Repéré par Zappa (il est invité à faire des bruits étranges sur Freak Out), il traîne des deux côtés de l’Atlantique aux côtés de tous les frondeurs échevelés, de Jimmy Page à Sly Saxon des Seeds et de Hendrix à Jim Morrison, qui, sans doute un peu plus saoul qu’à l’accoutumée, le désigne comme son « poète favori ». Jamais à l’arrêt, il écrit à la chaîne des instantanés turbulents et libertaires qui lui valent de se faire inviter par John Lennon en personne à rejoindre le Plastic Ono Band sur scène au Toronto Peace Festival en 69, pour une performance entièrement… silencieuse.
Il tente également de remettre en selle Gene Vincent et participe à la B.O. d’American Graffiti, claque des chansons pour les idoles des flippers seventies (Alice Cooper, Kiss…), découvre les Modern Lovers de Jonathan Richman et produit à la diable ses propres albums où la pop bubblegum, le garage, le folk et le trash-folk burlesque (liste non exhaustive) se carambolent avec fracas, humour, poésie et dérision.
« Lord of the garbage »
Idole underground de toute une faune de freaks qui doit beaucoup à sa démesure (des Cramps à Ariel Pink, qui l’a invité à collaborer sur plusieurs titres du tout chaud Pom Pom), Kim Fowley n’a jamais ralenti sa cadence folle, malgré des cancers à répétition, dont le dernier aura fini par le vaincre.

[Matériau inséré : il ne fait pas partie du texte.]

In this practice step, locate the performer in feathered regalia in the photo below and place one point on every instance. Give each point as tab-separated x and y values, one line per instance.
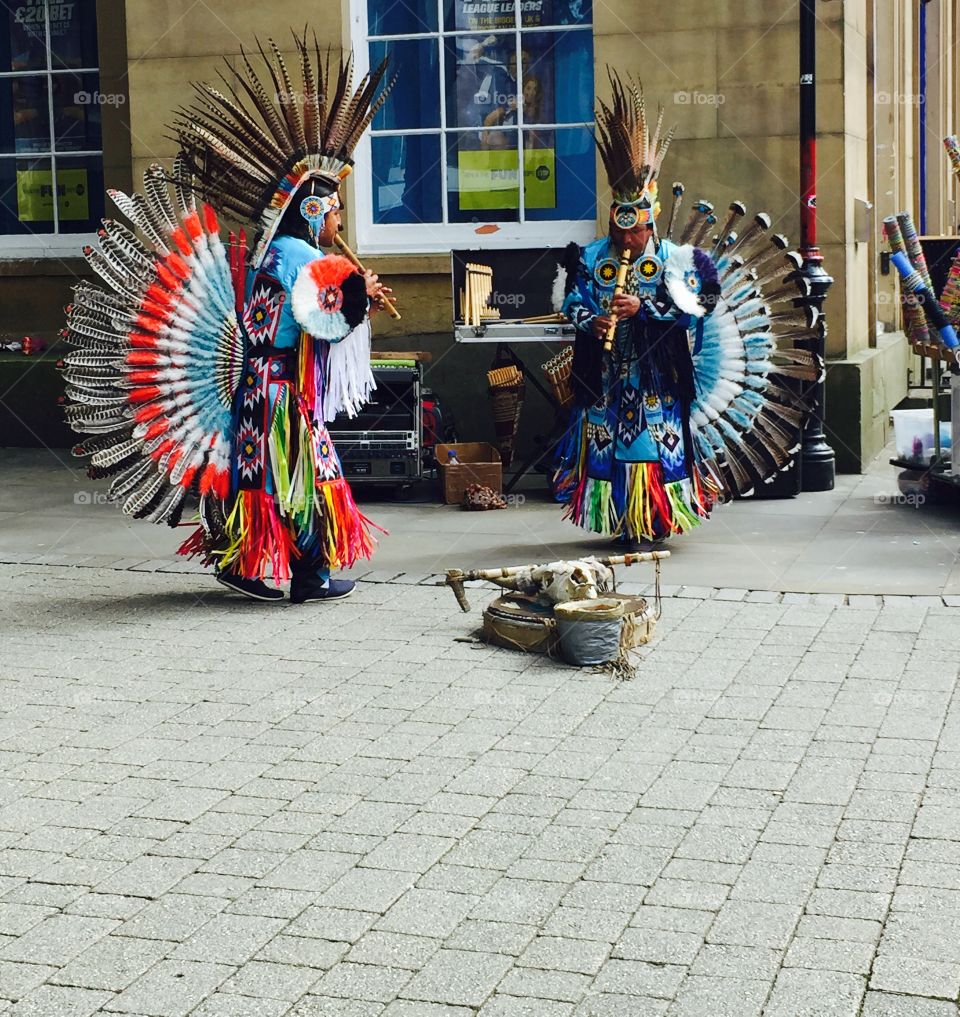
676	356
197	376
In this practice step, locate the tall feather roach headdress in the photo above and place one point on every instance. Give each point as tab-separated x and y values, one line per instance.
250	146
631	156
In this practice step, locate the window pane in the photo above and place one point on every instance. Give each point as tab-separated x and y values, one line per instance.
415	100
25	196
565	12
481	80
559	170
482	176
22	35
24	114
79	193
497	15
407	179
401	17
557	83
480	15
76	106
73	34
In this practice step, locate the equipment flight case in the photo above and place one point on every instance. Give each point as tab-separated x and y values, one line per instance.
383	443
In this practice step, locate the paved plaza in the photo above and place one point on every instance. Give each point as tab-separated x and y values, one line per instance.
218	809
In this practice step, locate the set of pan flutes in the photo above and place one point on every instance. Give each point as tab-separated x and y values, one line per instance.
476	294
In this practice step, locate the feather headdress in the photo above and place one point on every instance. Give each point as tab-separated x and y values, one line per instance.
250	143
632	157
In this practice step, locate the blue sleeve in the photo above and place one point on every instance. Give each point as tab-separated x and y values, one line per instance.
581	305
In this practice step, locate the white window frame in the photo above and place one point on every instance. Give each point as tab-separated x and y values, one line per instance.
15	246
433	238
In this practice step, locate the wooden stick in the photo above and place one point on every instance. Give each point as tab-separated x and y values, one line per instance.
348	253
456	578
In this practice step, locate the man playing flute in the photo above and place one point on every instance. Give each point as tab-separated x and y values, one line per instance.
626	468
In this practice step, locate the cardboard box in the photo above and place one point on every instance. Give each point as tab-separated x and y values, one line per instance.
479	464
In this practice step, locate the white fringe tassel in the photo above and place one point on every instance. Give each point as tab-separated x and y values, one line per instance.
350	380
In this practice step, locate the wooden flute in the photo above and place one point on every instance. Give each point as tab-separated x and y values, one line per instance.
617	290
348	253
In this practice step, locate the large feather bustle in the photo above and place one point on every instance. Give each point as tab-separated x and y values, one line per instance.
631	157
147	383
753	365
249	144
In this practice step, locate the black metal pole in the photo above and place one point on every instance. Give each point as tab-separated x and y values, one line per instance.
818	459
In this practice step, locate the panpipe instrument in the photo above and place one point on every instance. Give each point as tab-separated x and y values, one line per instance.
914	320
558	370
506	396
478	286
388	305
617	291
501	377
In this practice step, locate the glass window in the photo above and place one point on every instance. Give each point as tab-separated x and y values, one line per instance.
50	113
499	98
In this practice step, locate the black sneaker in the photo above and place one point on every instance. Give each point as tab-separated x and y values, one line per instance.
255	589
336	589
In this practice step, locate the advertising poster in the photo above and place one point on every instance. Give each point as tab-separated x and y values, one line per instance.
488	179
35	195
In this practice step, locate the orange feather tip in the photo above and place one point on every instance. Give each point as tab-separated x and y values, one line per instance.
211	223
330	271
147	413
180	239
145	395
192	224
156	429
167	277
140	341
142	358
179	267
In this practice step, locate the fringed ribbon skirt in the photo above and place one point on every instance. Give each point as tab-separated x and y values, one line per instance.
633	499
295	504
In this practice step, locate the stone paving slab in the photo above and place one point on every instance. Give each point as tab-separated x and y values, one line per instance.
213	809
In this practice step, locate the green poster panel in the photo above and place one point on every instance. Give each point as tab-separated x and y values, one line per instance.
35	195
488	178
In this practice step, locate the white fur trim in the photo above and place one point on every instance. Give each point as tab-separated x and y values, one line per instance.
350	381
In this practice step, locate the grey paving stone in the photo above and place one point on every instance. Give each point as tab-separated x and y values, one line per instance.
540	983
634	977
113	963
616	1005
59	1001
458	977
522	1006
799	993
885	1005
367	889
393	950
16	979
174	917
271	980
700	997
172	989
915	976
491	937
223	1004
363	981
57	940
556	954
229	939
750	923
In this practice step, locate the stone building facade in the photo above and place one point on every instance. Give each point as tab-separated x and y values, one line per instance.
726	73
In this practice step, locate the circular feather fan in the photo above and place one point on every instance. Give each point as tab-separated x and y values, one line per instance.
159	352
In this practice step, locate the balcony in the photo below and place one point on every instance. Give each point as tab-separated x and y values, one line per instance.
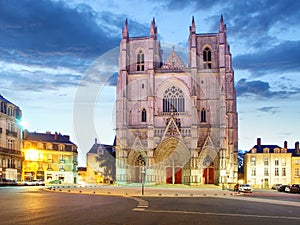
10	151
11	133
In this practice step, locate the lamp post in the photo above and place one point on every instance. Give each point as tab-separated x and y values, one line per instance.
143	178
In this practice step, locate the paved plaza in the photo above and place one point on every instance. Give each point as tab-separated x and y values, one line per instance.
152	190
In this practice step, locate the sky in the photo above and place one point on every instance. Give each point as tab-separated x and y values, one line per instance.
58	61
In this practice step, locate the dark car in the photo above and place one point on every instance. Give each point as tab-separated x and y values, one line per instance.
276	186
245	188
295	188
284	188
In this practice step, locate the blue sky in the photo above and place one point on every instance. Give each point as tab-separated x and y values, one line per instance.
50	50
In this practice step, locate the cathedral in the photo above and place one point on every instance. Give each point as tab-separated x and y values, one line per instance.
176	123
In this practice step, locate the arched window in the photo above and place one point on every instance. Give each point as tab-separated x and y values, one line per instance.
144	115
203	115
207	58
140	61
173	100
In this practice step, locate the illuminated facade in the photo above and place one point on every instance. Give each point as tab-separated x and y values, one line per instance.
266	165
10	140
176	122
100	163
49	157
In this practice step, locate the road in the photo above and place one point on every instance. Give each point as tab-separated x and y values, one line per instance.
33	206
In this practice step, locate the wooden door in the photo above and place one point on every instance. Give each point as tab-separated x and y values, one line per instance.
178	175
169	175
208	175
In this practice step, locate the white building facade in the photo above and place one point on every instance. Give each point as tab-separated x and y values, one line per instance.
10	140
176	123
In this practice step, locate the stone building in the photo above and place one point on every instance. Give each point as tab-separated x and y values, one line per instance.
10	140
266	165
100	163
176	122
49	157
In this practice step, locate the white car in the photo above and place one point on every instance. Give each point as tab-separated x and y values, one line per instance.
35	183
245	188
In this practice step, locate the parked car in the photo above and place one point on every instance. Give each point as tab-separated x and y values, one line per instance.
276	186
7	182
295	188
20	182
284	188
35	183
245	188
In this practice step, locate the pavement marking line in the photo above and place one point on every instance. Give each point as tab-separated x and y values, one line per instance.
270	201
218	214
142	204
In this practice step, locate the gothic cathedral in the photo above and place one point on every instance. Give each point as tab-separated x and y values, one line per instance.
176	123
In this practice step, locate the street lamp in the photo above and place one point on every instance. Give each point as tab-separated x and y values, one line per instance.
143	178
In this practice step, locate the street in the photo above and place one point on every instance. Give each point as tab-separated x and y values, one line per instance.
32	205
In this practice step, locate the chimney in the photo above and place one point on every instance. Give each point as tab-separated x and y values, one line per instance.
67	137
297	150
258	142
25	134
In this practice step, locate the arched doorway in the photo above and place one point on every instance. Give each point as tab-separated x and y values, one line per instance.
136	160
139	163
208	171
172	155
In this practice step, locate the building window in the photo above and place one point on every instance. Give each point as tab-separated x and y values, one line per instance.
266	172
283	162
276	171
297	173
253	171
203	115
144	115
283	171
276	150
10	144
173	100
207	58
253	161
140	61
266	150
266	161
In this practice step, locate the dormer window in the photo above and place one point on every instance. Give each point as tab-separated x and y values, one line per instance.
203	115
266	150
140	62
144	115
207	58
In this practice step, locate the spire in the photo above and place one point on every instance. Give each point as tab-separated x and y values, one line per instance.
193	27
222	27
153	29
125	34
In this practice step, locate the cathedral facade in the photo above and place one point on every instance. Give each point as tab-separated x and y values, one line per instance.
176	123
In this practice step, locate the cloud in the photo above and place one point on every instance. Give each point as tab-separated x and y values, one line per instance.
269	109
48	26
283	57
259	89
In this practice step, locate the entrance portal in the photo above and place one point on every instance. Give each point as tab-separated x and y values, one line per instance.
178	175
208	175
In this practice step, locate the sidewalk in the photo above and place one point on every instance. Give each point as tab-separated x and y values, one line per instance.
153	191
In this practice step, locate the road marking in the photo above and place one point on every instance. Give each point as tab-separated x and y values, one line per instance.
218	214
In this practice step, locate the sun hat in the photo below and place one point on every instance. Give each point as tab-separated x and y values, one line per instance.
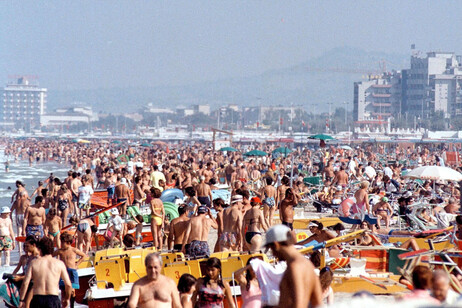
5	209
236	198
278	233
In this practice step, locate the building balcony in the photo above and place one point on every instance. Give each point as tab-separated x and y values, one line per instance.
382	86
381	95
381	104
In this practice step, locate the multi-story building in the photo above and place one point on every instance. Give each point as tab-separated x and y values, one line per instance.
377	99
23	103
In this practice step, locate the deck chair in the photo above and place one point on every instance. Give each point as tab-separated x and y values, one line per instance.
136	267
110	272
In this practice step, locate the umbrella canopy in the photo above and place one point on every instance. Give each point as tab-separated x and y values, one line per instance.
283	150
255	153
435	173
322	137
228	149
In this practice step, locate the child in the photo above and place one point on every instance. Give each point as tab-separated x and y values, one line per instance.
6	234
53	226
325	277
139	229
68	255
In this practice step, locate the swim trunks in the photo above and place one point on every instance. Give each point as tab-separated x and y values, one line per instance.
20	220
5	243
249	236
199	248
228	239
85	206
74	277
45	301
36	231
204	200
289	224
63	204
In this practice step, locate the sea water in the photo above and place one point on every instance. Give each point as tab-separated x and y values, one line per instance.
29	175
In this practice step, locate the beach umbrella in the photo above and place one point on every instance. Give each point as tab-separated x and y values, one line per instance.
283	150
321	137
228	149
434	173
255	153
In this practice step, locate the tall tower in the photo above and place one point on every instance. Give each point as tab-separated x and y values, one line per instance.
23	102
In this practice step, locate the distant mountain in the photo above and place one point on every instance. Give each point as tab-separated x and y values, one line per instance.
315	83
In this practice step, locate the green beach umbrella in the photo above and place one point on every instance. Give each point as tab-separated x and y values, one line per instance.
255	153
228	149
322	137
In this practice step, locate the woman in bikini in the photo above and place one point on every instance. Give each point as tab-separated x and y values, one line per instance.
157	217
253	221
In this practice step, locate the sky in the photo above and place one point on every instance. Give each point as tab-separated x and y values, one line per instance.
73	45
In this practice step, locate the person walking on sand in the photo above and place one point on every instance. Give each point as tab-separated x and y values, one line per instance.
6	235
154	289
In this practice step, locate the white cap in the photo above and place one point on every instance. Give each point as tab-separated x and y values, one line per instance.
5	209
278	233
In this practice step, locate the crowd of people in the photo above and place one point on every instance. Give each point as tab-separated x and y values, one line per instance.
135	175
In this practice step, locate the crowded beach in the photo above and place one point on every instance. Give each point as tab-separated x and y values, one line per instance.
159	224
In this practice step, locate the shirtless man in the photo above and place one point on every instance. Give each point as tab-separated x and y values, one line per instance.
253	220
287	208
268	197
34	219
383	211
6	235
122	193
230	238
20	200
341	177
68	255
285	182
178	228
154	289
204	193
197	233
46	272
299	287
53	226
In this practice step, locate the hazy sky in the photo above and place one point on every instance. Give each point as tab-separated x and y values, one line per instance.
103	44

En 2012, on l’avait rencontré en marge d’un concert-performance dans le cadre du festival Sonic Protest. Il était flanqué d’une jeune adepte du bondage, Snow Mercy, dont il préférait vanter les pigeonnants mérites au lieu de s’attarder sur sa propre légende.
Nomade incurable, il recrutait des musiciens sur place et dormait chez l’habitant, ressemblait de plus en plus à un Frankenstein de cartoon et faisait des selfies avec tous ses interlocuteurs pour nourrir son site internet. Son autobiographie, parue cette année-là, s’intitulait à dessein Lord of the garbage.